Nathan Tebay
Software Engineer |Tech Enthusiast |Maker |Tinkerer
I'm a software engineer based in Bozeman, Montana, driven more by curiosity than ambition. The mountains here shape how I think. I'd rather go deep on something that matters than wide on things that don't. Here I document my journey, the things I built, the problems I found interesting, and the ideas I'm still working through.
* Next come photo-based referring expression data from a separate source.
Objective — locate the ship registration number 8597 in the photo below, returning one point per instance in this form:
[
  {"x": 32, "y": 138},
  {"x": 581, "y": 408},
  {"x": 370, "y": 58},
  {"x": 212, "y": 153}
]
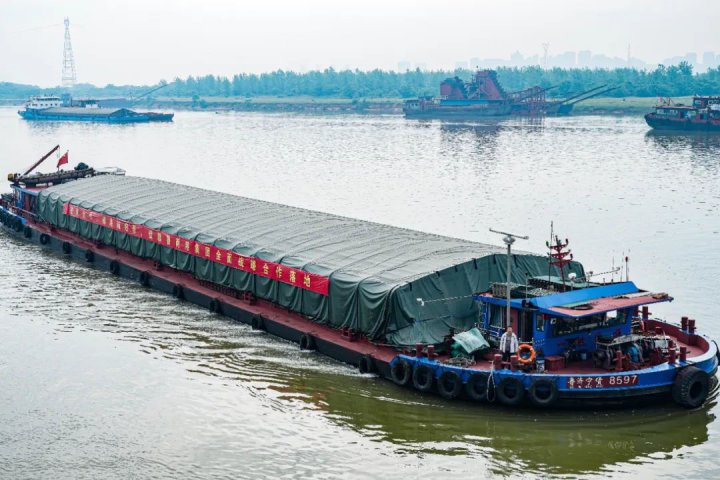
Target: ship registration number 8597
[{"x": 602, "y": 382}]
After 20 years in software, I find myself at an interesting inflection point. Projects blur together over a career this long, not because they weren't meaningful, but because the next challenge always arrives before you've had time to appreciate the last one. I've built industrial automation systems, deployed infrastructure to air-gapped government environments, and written the kind of Python pipelines that quietly save someone three hours every day. Most of it never made it into a portfolio. Most of it never made it anywhere.
That changes here.
I had the honor of attending an intimate sit-down with Hayes Carll and about a dozen other fans. It was one of those rare evenings where the room feels smaller than it is, and the conversation goes somewhere real. One of the questions asked was about the origins of "Help Me Remember," a song that gives me tingles every time I hear it. It's written about a person with Alzheimer's asking someone to help them recall their own life, and it had always hit close to home watching my grandparents fight that disease. But sitting ten feet from Hayes as he played it that night, something shifted. He said it plainly: "Sometimes we all need someone to help us remember." I'd heard the song a hundred times. That night it meant something different.
It changed the way I thought about documentation. Not the kind you find in a README, but the kind that captures why something mattered, what made it hard, and what you'd do differently. The kind that gets lost to history when you move on to the next thing, which in software is always sooner than you'd like.
This site is my attempt to fix that. The projects here are real things I built, with real constraints, real failures, and real learnings. The blog is where I think out loud about systems, decisions, and the long tail of consequences that simple design choices can have. The links page is what I'm reading and watching right now.
I've always risen to the occasion. This is where I start keeping score.